15. The compound bow as in claim 14, wherein:

the bowstring arrestor is pivotably supported in relation to the riser for movement between an operative position proximate to the bowstring path and a retracted position;

the bowstring arrestor has a holding member that enters the path of the bowstring when the bowstring arrestor is at the operative position and is engaged by the bowstring at the intermediate position; and further comprising

means urging the bowstring arrestor toward the retracted position, whereby upon drawing the bowstring back from the intermediate position the bowstring moves out of engagement with the holding member, allowing the bowstring arrestor to move to the retracted position.

16. A compound archery bow comprising:

a riser;

limbs extending from the riser to distal ends;

a bowstring having at least a portion extending between the distal ends of the limbs for drawing along a path between a forward position at rest and a full-drawn position behind the forward position;

an actuator, positioned on a slide rod of the riser, for automatically deploying the bowstring arrestor;

the bowstring arrestor being operative to disengage the bowstring and retract from the path of the bowstring in response to drawing the slide rod back from the intermediate position,

17. The archery bow as in claim 16, wherein;

the bowstring arrestor having a holding member that enters the path of the bowstring when the bowstring arrestor is at the operative position and is engaged by the bowstring at the intermediate position; and

the bowstring arrestor including a mechanism that pulls the bowstring arrestor toward the retracted position, whereby upon drawing the slide rod back from the intermediate position the bowstring moves out of engagement with the holding member, allowing the bowstring arrestor to move to the retracted position.
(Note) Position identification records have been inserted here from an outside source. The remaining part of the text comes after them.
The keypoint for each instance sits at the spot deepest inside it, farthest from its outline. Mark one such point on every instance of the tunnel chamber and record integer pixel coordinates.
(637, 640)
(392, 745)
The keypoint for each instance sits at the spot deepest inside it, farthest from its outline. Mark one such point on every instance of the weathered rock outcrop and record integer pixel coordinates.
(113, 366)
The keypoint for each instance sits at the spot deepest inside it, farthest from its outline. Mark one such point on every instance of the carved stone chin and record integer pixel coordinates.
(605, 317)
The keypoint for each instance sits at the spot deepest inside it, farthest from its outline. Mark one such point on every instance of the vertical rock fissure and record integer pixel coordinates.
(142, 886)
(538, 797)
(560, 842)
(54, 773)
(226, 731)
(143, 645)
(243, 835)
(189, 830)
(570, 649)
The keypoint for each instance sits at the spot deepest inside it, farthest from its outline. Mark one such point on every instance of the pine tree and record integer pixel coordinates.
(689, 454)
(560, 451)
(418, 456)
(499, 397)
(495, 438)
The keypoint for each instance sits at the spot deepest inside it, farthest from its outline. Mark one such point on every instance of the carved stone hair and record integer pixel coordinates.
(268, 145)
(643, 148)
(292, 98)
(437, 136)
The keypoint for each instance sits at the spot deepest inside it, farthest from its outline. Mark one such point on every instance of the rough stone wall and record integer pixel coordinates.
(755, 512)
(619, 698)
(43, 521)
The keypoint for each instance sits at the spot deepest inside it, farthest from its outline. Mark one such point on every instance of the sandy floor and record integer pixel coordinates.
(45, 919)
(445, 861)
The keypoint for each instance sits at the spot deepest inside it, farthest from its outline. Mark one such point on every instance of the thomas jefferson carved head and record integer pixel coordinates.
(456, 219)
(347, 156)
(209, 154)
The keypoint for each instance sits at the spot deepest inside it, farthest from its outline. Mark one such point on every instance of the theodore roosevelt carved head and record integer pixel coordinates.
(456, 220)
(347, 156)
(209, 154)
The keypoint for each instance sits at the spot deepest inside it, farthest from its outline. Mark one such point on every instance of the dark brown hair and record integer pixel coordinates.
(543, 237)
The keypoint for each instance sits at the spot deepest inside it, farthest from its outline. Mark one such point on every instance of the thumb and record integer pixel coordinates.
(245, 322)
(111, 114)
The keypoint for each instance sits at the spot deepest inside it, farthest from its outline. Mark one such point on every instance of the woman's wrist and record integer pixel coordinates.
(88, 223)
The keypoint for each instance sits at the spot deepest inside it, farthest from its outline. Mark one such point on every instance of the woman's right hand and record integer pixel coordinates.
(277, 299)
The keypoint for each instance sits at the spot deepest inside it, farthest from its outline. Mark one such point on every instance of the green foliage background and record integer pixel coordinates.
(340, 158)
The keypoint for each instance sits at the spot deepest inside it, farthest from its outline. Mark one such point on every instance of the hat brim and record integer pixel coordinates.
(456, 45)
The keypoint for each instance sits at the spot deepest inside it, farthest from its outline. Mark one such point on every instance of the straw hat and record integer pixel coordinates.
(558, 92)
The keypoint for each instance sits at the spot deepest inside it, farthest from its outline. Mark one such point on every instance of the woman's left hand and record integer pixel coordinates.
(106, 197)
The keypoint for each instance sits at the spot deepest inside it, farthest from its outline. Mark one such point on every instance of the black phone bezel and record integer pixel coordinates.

18. An archery bow, comprising:

a riser;

limbs extending from the riser;

a bowstring having at least a portion extending between the limbs for drawing along a path between a forward position at rest and a frill-drawn position behind the forward position;

a support member associated with the riser for selective rearward and forward movement laterally offset from the path of the bowstring;

an arm laterally extending from the support member for positioning behind the full-drawn position of the bowstring as the support member is moved rearwardly; and

the arm having a receptacle to receive and provide lateral support to a release mechanism that draws the bowstring to the full-drawn position while the arm and the support member move rearwardly with the release mechanism; and

an adapter engaging the release mechanism and having a tapered portion, wherein the receptacle of the arm having a taper complementary to the tapered portion of the adapter and engaging the adapter as the release mechanism draws the bowstring rearwardly, whereby the adapter maintains the release mechanism in spaced apart relation to the arm so as to prevent unintentional disengagement of the release mechanism from a slide mechanism.